Deniz: Ah evet haklısın, çok özür dilerim. Şoför ani fren yapınca ben şey...
Ege: Sabah sabah da ne çok konuştun.
Dün olduğu gibi bugünde ukalalığı üzerindeydi. Ben kaşlarımı çatarak bakarken Ege de kulaklıklarını tekrar taktı ve önüne döndü. 10 dakika sonra okuldaydık. Kantine girip kahvaltımı aldım, sınıfa doğru yöneldim. İlk ders Beden Eğitimi olduğu için serbesttik. Sınıfta bir yandan kahvaltımı yapıp bir yandan da test çözecektim. Matematiğe daha fazla çalışmam gerektiğini biliyordum. Yanımda yine Ege oturuyordu. Sınıfta birbirimizden başka kimse yoktu, en ön sırada sürekli uyuyan Kerem hariç. Matematik testimi çıkardım ve çözmeye başladım. O sırada bir soruda takıldım ama en sonunda yapabilmiştim. En azından ben yapabildiğimi sanıyordum.
Ege: Yalnız ben sayısalcıyım, matematikten anlarım. Soruyu yanlış çözdün. Becerebilsen şaşardım zaten. Bırak kitabı bana bir de ben bakayım.
Deniz: Ne kadar kibarsın!
Ege: Bak işte gördün mü? Cevabı A seçeneği.
Gerçekten doğru yapmıştı Ege. Matematikte bir dahi olduğu belliydi. Teşekkürümü ettikten sonra hiçbir şey söylemeden o da kahvaltısını yapmaya devam etti.

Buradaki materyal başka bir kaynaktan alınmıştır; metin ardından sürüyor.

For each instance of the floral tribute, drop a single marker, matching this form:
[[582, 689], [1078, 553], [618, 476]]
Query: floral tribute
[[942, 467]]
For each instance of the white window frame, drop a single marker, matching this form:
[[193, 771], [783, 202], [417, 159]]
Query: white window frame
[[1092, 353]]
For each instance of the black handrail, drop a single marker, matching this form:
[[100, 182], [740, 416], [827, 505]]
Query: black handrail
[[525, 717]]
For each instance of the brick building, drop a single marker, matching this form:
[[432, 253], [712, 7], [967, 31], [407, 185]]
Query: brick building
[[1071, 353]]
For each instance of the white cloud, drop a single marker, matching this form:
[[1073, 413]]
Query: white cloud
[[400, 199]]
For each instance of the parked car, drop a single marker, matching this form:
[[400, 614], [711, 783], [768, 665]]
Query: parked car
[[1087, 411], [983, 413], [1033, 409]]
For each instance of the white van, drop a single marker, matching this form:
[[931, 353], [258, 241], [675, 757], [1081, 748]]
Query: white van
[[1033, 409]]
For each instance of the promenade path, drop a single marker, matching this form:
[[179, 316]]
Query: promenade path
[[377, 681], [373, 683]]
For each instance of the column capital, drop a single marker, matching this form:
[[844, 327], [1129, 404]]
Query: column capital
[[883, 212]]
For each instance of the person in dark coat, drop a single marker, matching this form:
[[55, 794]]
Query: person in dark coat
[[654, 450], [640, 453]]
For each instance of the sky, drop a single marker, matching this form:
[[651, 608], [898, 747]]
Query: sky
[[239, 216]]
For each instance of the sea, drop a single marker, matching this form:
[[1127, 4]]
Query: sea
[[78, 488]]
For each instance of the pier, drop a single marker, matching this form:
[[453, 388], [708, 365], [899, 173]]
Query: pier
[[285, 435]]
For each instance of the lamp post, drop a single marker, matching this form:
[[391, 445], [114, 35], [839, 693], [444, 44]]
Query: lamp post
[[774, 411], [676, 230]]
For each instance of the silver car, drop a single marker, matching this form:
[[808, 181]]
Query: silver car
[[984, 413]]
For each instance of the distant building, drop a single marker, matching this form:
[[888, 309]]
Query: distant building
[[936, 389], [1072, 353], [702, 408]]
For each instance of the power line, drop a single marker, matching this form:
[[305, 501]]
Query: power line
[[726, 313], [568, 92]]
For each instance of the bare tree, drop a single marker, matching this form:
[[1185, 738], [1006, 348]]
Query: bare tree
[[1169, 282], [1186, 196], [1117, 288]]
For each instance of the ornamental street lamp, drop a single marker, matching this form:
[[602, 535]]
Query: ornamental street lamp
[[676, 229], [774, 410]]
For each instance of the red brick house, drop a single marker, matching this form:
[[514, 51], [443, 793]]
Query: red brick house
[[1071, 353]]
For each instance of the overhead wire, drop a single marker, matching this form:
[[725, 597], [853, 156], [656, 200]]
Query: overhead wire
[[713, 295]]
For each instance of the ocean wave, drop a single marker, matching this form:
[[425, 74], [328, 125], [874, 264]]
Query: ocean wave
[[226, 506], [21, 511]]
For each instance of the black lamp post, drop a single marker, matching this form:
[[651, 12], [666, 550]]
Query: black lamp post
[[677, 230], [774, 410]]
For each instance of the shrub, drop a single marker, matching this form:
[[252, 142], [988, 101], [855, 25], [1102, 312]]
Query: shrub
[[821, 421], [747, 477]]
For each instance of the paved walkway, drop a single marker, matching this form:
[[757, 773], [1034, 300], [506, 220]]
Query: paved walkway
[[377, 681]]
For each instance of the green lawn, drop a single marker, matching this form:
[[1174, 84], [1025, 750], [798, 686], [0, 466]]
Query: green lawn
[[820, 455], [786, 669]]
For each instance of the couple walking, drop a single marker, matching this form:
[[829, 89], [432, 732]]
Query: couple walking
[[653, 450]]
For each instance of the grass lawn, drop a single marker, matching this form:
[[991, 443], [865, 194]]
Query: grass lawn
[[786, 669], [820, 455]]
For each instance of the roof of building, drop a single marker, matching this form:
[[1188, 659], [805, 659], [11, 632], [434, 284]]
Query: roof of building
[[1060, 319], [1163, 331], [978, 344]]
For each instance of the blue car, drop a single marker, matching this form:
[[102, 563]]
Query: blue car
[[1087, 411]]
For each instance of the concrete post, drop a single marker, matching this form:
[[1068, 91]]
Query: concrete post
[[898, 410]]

O sırada Özgür ve Çağla sınıfa girdi. Yanıma geldiler. Çağla'nın gözü Ege'nin üzerindeydi. Nedense sebebini bilmediğim bir şekilde bu beni rahatsız etmişti. Özgür'ün sesiyle irkildim ve kendime geldim:
Özgür: Yine mi ders kızım ya! Biraz soluklan. Zaten derslerin çok güzel, bir saat çalışmasan ölmezsin.
Deniz: Günlük planımı aksatamam. Üzgünüm Özgürcüğüm ama bir başka zaman beraber vakit geçirebiliriz.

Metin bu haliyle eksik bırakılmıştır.